Israel says Hamas suicide bomber attacked Jerusalem bus
Jerusalem: Israeli police said Thursday a Hamas militant carried out a "suicide" bus bombing in Jerusalem that wounded 20 people, in the first such attack since a wave of violence erupted in October.
The attacker, a 19-year-old from Beit Jala near Bethlehem in the occupied West Bank, died from his wounds on Wednesday, two days after the bombing.
Hamas had previously said he was a member of the militant group and that he had carried out the attack, while his mother told AFP he had idolised an assassinated bombmaker from the Islamist movement.
Israeli police lifted a gag order on elements of the case on Thursday, confirming Abdel Hamid Abu Sorur as the assailant and specifically calling it a "suicide attack".
The police also said they made several arrests of Hamas militants suspected of helping to plan the bombing.
Monday's bus attack is the first suicide bombing in a nearly seven-month wave of violence.
Most of the attacks have been stabbings, while car-rammings and shootings have also occurred.
While Hamas praised his actions and hailed him as a martyr, the Islamist movement that runs the Gaza Strip did not formally claim the attack.
It said his death "will continue to fuel the uprising".
Hamas officials in Gaza declined to comment on Thursday, only welcoming the attack.
His mother, Azhar Abu Sorur, told AFP in an interview that she did not know he was a Hamas member.
On Monday before the bombing, she said "he was normal and we ate lunch together and he was laughing. Then he told me he was going out to buy something and will come back."
"Everyone was with the resistance and supporting the resistance," she said. "But for him, his role model was Yahya Ayash."
She said her son used an image of Ayash, the Hamas bombmaker known as "The Engineer" who was assassinated by Israeli agents in 1996, as his social media profile picture.
"I would have chosen a different path of resistance than my son's path, but this is what happened and I respect that," she said.
"He is free and this is what he wanted."
- Concerns ahead of Passover -
The family said Israeli authorities had ordered his father to take a DNA test.
The Hamas-affiliated Palestinian Information Center website cited the father as saying he had been asked to identify his son's badly burned body.
The bomb on Monday exploded aboard a bus in a relatively isolated area of Jerusalem, sparking a fire that spread to another empty bus and a car.
It occurred with tensions high following the wave of knife, gun or car-ramming attacks that has left 201 Palestinians and 28 Israelis dead since last October.
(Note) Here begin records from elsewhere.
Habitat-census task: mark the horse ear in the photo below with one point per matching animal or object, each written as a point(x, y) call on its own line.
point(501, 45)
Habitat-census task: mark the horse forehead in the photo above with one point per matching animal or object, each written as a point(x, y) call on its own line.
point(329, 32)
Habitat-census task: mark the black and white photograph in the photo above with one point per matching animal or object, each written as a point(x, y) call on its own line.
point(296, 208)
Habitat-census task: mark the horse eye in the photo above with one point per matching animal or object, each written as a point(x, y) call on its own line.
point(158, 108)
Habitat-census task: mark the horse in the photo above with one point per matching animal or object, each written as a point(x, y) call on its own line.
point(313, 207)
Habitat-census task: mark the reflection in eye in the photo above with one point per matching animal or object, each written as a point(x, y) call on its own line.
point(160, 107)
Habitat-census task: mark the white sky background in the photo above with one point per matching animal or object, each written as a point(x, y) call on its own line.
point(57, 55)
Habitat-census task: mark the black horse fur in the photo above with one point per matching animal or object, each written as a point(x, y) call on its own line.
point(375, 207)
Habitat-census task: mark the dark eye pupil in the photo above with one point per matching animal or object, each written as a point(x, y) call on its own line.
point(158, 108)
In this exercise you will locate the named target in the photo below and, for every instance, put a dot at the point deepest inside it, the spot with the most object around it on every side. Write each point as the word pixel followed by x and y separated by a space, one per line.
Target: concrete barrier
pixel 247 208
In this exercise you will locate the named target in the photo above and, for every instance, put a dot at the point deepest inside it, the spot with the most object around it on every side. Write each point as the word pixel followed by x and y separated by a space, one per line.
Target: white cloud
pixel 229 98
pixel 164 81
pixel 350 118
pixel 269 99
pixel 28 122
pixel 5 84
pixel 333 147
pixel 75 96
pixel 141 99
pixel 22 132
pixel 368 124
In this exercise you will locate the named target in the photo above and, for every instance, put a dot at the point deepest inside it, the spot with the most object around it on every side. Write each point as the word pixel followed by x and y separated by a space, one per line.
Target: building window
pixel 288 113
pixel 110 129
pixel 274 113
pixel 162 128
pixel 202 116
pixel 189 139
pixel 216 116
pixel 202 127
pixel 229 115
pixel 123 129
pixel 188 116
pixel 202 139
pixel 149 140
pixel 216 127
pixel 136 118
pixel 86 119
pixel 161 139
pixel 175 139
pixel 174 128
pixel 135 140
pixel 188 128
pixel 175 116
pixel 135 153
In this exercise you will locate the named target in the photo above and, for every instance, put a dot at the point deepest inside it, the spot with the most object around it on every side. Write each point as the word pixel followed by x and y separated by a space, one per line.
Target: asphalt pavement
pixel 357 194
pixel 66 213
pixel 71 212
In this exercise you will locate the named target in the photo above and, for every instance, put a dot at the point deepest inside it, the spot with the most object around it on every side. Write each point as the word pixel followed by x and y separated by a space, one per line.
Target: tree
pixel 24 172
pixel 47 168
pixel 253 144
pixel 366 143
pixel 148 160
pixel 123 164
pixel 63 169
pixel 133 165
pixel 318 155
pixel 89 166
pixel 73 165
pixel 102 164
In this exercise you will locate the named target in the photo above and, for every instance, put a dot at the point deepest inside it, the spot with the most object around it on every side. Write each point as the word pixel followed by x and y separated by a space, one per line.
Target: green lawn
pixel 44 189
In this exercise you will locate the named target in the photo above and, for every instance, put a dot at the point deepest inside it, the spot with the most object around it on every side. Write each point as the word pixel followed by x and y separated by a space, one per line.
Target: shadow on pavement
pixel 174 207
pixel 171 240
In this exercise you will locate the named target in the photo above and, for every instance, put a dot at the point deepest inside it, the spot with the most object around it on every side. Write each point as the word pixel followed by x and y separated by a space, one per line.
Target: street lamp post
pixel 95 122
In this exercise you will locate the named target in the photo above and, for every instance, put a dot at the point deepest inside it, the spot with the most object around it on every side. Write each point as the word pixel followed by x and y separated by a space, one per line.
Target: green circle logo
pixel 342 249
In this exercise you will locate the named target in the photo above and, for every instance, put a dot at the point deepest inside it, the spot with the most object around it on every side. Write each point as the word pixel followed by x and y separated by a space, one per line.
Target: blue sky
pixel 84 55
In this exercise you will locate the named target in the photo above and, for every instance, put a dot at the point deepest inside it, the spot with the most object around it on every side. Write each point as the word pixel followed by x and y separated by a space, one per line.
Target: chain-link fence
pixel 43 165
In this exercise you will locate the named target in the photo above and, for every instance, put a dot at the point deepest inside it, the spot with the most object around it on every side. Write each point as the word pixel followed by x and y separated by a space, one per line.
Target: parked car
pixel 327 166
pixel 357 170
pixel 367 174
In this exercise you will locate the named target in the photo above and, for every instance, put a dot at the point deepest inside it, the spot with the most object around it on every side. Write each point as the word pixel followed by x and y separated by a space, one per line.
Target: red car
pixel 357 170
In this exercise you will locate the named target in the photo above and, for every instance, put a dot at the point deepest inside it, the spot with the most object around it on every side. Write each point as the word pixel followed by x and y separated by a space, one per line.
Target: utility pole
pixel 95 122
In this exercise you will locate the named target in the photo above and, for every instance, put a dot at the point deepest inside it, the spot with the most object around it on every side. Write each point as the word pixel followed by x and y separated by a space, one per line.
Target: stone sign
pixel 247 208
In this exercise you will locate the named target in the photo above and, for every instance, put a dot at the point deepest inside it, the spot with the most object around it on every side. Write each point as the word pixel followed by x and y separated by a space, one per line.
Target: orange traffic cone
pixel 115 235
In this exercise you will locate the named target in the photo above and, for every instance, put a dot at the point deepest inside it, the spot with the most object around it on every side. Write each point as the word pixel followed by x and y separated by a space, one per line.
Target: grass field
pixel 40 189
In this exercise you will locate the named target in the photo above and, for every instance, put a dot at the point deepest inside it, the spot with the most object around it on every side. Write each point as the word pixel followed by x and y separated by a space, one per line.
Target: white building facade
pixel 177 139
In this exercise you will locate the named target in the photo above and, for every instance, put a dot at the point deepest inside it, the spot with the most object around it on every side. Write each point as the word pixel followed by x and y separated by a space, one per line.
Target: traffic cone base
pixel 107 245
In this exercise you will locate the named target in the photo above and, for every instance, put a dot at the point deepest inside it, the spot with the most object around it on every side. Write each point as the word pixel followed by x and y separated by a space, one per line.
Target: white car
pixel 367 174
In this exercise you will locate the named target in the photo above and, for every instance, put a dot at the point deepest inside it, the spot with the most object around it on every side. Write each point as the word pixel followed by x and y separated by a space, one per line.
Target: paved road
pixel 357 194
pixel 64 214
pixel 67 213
The level of violence had decreased in the weeks before the bombing, though there have been concerns the Jewish Passover holiday beginning Friday evening could lead to a new surge.
Israeli authorities say they are increasing security for the eight-day holiday.
Bus bombings were common during the second Palestinian intifada, or uprising, in the early 2000s, but Monday's attack was the first bomb targeting a bus in Jerusalem since 2011, when a British tourist was killed.
In Tel Aviv, a bomb exploded on an empty bus in 2013 in what Israeli authorities called a "terrorist" attack.
Many analysts say Palestinian frustration with Israeli occupation and settlement building in the West Bank, the complete lack of progress in peace efforts and their own fractured leadership have fed the recent unrest.
Israel blames incitement by Palestinian leaders and media as a main cause of the violence.